IPv6 löst Business- und Security-Probleme

IPv6 bringt keine Vorteile, sondern nur Kosten? Diese Meinung ist in vielen Unternehmen noch verbreitet. Expertin Silvia Hagen zeigt in ihrem Artikel auf, dass diese Sichtweise jedoch Bereiche ignoriert, in denen IPv4 zunehmend problematisch wird und IPv6 Lösungen bieten kann. Verschaffen Sie sich einen Überblick.

Autor/in Silvia Hagen
Datum 03.04.2018
Lesezeit 10 Minuten

Die Wahrnehmung, dass IPv6 keine Vorteile bringt, sondern nur Kosten verursacht, ist in vielen Unternehmen noch verbreitet. Diese Sichtweise ignoriert jedoch Bereiche, in denen IPv4 zunehmend problematisch wird und IPv6 Lösungen bieten kann. In diesem Beitrag möchte ich Ihnen einen Überblick verschaffen.

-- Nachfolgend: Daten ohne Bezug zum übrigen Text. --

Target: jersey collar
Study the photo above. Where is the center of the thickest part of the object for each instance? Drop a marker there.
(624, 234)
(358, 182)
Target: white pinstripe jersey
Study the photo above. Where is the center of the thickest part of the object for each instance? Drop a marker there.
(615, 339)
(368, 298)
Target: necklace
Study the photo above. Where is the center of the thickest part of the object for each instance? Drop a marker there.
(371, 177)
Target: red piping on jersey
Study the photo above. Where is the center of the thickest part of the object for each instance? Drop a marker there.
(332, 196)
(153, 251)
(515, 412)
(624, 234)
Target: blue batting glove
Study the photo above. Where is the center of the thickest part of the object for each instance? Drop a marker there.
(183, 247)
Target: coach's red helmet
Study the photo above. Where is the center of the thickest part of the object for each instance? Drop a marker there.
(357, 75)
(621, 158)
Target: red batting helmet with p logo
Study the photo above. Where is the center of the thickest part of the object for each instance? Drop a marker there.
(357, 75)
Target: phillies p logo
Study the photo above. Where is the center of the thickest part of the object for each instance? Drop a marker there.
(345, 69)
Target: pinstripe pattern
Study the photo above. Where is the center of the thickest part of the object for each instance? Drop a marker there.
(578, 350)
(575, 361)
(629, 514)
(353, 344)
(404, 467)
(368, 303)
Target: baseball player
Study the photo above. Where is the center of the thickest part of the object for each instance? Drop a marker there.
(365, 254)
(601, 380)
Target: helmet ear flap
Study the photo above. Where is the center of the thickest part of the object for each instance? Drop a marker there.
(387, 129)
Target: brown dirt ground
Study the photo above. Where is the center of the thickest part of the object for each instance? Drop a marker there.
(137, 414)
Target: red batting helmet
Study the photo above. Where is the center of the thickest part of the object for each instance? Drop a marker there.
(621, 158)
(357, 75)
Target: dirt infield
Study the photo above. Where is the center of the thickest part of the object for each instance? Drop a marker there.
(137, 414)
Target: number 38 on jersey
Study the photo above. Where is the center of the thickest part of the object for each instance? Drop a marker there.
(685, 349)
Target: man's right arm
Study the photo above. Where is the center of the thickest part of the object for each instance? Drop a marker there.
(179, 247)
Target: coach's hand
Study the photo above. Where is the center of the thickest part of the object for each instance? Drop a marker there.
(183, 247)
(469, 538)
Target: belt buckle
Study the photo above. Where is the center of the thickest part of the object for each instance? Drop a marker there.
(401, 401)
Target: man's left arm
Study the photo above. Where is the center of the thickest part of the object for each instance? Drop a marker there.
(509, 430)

Das IPv4-Internet wird zunehmend zu einem Zweitklassdienst

Die Realität ist, dass die Qualität des IPv4-Internets laufend abnimmt. Dies wird hauptsächlich durch sogenannte Carrier Grade NAT (CGNs) verursacht. CGN ist ein Mechanismus, den ISPs (Internet Service Provider) zunehmend einsetzen müssen, weil sie keine IPv4-Adressen mehr haben, um ihrem wachsenden Kundenstamm IPv4-Internetdienste bieten zu können. Dabei werden mehrere Kunden über eine öffentliche IPv4-Adresse ins Internet verbunden. Das ist aus mehreren Gründen problematisch:

  • Das CGN Gateway ist ein Flaschenhals und kann zu Performanceproblemen führen.
  • Durch das mehrfache Portmapping gibt es Dienste, die nicht mehr korrekt funktionieren.
  • Alle Kunden, die hinter einem CGN Gateway angebunden sind, erscheinen im Internet unter einer IPv4-Adresse. Wird einer dieser Kunden auf Blacklists gesetzt oder wird diese IPv4-Adresse gehackt, so sind alle anderen mit betroffen.
  • Geolocation und Webanalytics sind beeinträchtigt.
  • Forensics und rechtlich bedingte Nachverfolgung sind beeinträchtigt. Europol, die Strafverfolgungsbehörde der EU, die die EU Staaten darin unterstützt, gemeinsam gegen internationalen Terror und Kriminalität vorzugehen, ruft ISPs dazu auf, auf CGN und NAT zu verzichten.
  • Aus Sicht des ISPs sind die Kosten für den Betrieb von CGN IPv4-Internetzugang bis zu viermal so hoch wie der Betrieb von IPv6-nativem Internetzugang.
  • Der Aufwand für Logging ist für den ISP gigantisch, muss er doch nun doppeltes Portmapping loggen, um den gesetzlichen Anforderungen gerecht zu werden. Insbesondere mit dem Inkrafttreten des neuen Bundesgesetzes betreffend die Überwachung des Post- und Fernmeldeverkehrs (Büpf) führen CGNs dazu, dass ISPs im Rahmen der Vorratsdatenspeicherung zusätzlich angehalten sind, das gesamte Surfverhalten aller User zu speichern, da sie sonst nicht identifizierbar sind.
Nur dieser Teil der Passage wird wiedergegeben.